Who's Afraid of Peak Oil? A local look at a global scare
By Frank Tankard. Tue, Apr 8, 2008
The world’s runnin’ out of oil.
While such a problem can seem too big and tangled to deal with on a local scale, Tim Hjersted, director of the Films for Action project, wants city leaders to take a serious look.
A 2005 study commissioned by the U.S. Department of Energy estimates oil production will likely begin its gradual, terminal decline within 20 years. Meanwhile, by the year 2025, the report states, worldwide oil demand will rise by 50 percent.
What’s needed to prepare for the oil peak before it happens is at least a decade of intense effort on a “crash course” level, the report says, before oil shortages occur and prices skyrocket. “The world has never confronted a problem like this, and the failure to act on a timely basis could have debilitating impacts on the world economy,” the report says.

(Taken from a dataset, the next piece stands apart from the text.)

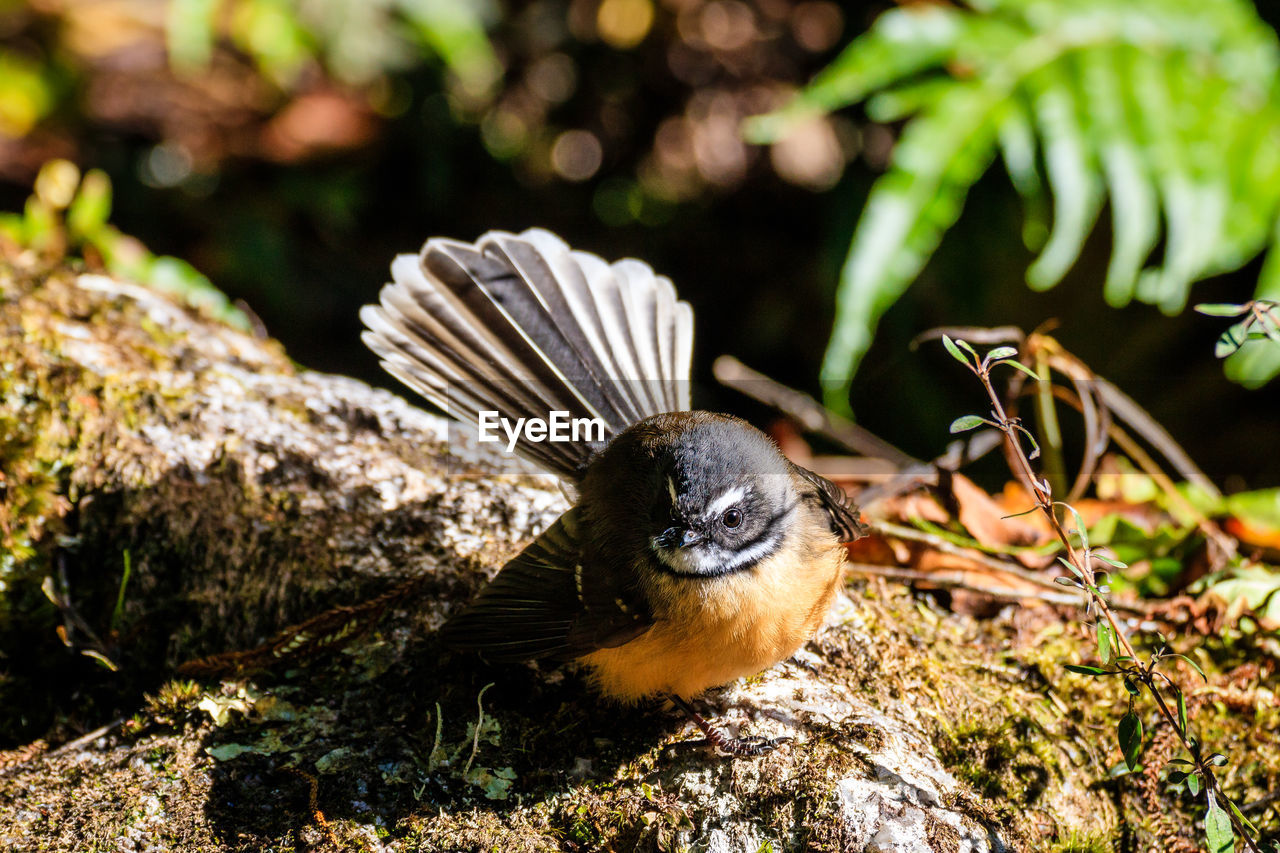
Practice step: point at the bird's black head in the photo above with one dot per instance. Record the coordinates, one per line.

Hjersted has been lobbying the city for a year to create a 12-person task force to study the local implications of the possible crisis and come up with specific local solutions. “Its importance isn’t quite understood by a lot of people,” he says.

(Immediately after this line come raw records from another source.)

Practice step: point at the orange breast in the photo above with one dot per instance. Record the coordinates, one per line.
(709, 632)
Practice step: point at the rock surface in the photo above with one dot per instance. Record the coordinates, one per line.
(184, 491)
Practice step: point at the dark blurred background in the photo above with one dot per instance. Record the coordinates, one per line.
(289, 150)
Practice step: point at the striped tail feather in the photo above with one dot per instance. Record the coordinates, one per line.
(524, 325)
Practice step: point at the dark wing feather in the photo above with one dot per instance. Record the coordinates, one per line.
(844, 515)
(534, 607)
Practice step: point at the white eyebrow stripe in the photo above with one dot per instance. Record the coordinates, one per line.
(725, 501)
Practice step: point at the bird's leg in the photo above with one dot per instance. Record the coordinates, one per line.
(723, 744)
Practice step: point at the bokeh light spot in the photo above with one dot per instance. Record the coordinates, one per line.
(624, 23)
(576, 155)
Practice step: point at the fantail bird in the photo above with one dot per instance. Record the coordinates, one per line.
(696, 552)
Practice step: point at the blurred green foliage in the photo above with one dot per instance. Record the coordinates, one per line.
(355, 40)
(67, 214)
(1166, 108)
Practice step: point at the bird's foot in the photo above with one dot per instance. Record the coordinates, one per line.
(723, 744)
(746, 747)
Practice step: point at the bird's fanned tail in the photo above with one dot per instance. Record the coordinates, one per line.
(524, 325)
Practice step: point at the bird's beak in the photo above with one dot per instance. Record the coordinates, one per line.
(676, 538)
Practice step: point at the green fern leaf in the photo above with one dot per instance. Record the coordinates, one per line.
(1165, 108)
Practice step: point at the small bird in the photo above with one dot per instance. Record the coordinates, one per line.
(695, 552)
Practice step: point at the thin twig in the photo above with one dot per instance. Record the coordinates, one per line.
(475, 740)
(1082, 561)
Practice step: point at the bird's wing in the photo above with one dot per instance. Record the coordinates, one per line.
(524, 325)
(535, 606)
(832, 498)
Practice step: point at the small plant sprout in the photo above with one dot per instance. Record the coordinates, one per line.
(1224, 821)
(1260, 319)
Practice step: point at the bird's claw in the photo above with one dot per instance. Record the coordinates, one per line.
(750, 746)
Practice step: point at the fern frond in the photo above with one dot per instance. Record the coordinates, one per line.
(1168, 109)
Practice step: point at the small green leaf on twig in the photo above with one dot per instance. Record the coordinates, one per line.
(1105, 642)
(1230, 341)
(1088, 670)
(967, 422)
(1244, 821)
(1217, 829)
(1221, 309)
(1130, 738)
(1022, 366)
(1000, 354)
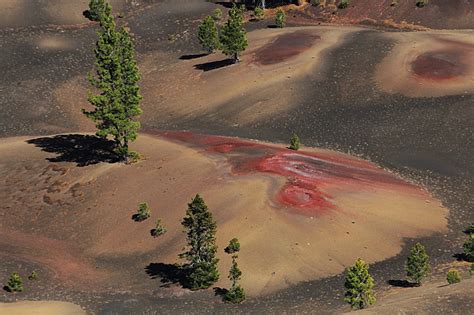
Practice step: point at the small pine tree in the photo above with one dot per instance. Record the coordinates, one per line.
(236, 293)
(200, 229)
(259, 13)
(295, 143)
(453, 276)
(280, 18)
(217, 14)
(417, 266)
(208, 35)
(118, 103)
(359, 285)
(15, 284)
(33, 276)
(159, 229)
(143, 212)
(468, 248)
(233, 35)
(343, 4)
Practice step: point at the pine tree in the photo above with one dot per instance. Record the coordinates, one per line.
(294, 143)
(200, 228)
(417, 265)
(208, 35)
(116, 78)
(453, 276)
(233, 36)
(15, 284)
(280, 18)
(236, 293)
(468, 248)
(359, 285)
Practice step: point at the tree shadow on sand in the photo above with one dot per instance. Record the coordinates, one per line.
(81, 149)
(401, 283)
(214, 65)
(168, 273)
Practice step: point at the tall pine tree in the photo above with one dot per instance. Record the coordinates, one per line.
(233, 35)
(118, 103)
(200, 228)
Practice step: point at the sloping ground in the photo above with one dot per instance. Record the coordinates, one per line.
(74, 223)
(438, 14)
(431, 298)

He says the city could model its peak oil task force on one commissioned by Portland, Ore. Portland last year adopted the suggestions outlined in the task force’s 83-page report.
With the average American dinner traveling 1,500 miles to your plate by some estimates, and the abundance of oil in everyday products, the Portland report predicts that peak oil will force a major reimagining of the American way of life.
Of three scenarios the task force considered, the most dire paints this picture: “Unemployment, hunger, crime and violence are rampant, with socially catastrophic competition for scarce resources, including food, shelter and energy.”
This “Mad Max” scenario—the vision of peak oil often conjured up and dismissed as crazy talk akin to UFO sightings—is just one of many.
What’s not as disputed are the facts that, with no perfect replacement for oil in sight, ethanol and other biofuels included—“While biofuels hold some promise, they are unlikely to replace more than a small share of the petroleum-based liquid fuels currently used,” the Portland report states—people will be driving and flying less, meaning businesses, residential areas, the products we buy and the food we eat will all have to be grouped closer together.
While individuals are constantly being urged to lessen dependence on oil and also help the environment by driving less, buying compact fluorescent lights and things like that, Hjersted says the city needs to consider its role as well in planning a more walkable city and saving prime farmland in and around city limits.
“It is a grassroots effort that starts with the community, and we do hope to get the city on board because there are certain things that businesses and private citizens can’t do, which is approve what gets developed where and how things get developed,” he says.
Last month, Hjersted and others met with the Sustainability Advisory Board, which advises the City Commission on environmental issues. The board is recommending that the commission convene a study session to discuss the issue and decide whether to create a peak oil task force.
Mayor Mike Dever says he’s supportive of the idea, although he’d like to hold off on starting a task force until the recently created Mayor’s Task Force on Climate Protection completes its study on some overlapping issues. “It’s a true issue that we need to worry about now,” he says.
But Dever says that there’s only so much the city can do to control new development, and that in many ways it’s up to private citizens to rethink how the city grows. “I think that’s a laudable goal,” he says. “I think, in America, we have people who own private land and they have the right to do pretty much what they want, as long as it conforms with the rules.”
Daniel Poull, chairman of the Sustainability Advisory Board, says local government has plenty of leverage at its disposal, if it really decides to get serious.
“The city can say, ‘Hey, that’s fine, you develop your piece of property. It’s your property. We don’t have any say over it. But we are not beholden to run miles of storm sewer mains and water out to your property either,’” he says. “That’s the way that that gets handled. So you can’t just say, ‘Well, private property, the owners can do whatever they want.’ Yeah, they do whatever they want, but they also want city services.”
Convincing people of the need to rethink city planning and grow food locally because of something as hazy and unpredictable as an impending peak oil crisis could be difficult, Dever says, but it’s an important issue to look at.
“Tim’s idea makes sense if people can get past the concept that we’ll have to grow in a non-uniform fashion physically,” he says. “It won’t be a perfect growth pattern of stretching from A to B to C. We might have to skip B and go to C because B is where the prime farmland is.
“I like the idea. I think one of the benefits of living where we live is we could grow a lot of our own foods ourselves. We’re not so reliant on truck transport. If you want to pay extra, you can go to The Merc or the farmers’ market most times of the year and get most of what you need. That’s fantastic, and I would like to leverage that for the people who live here.”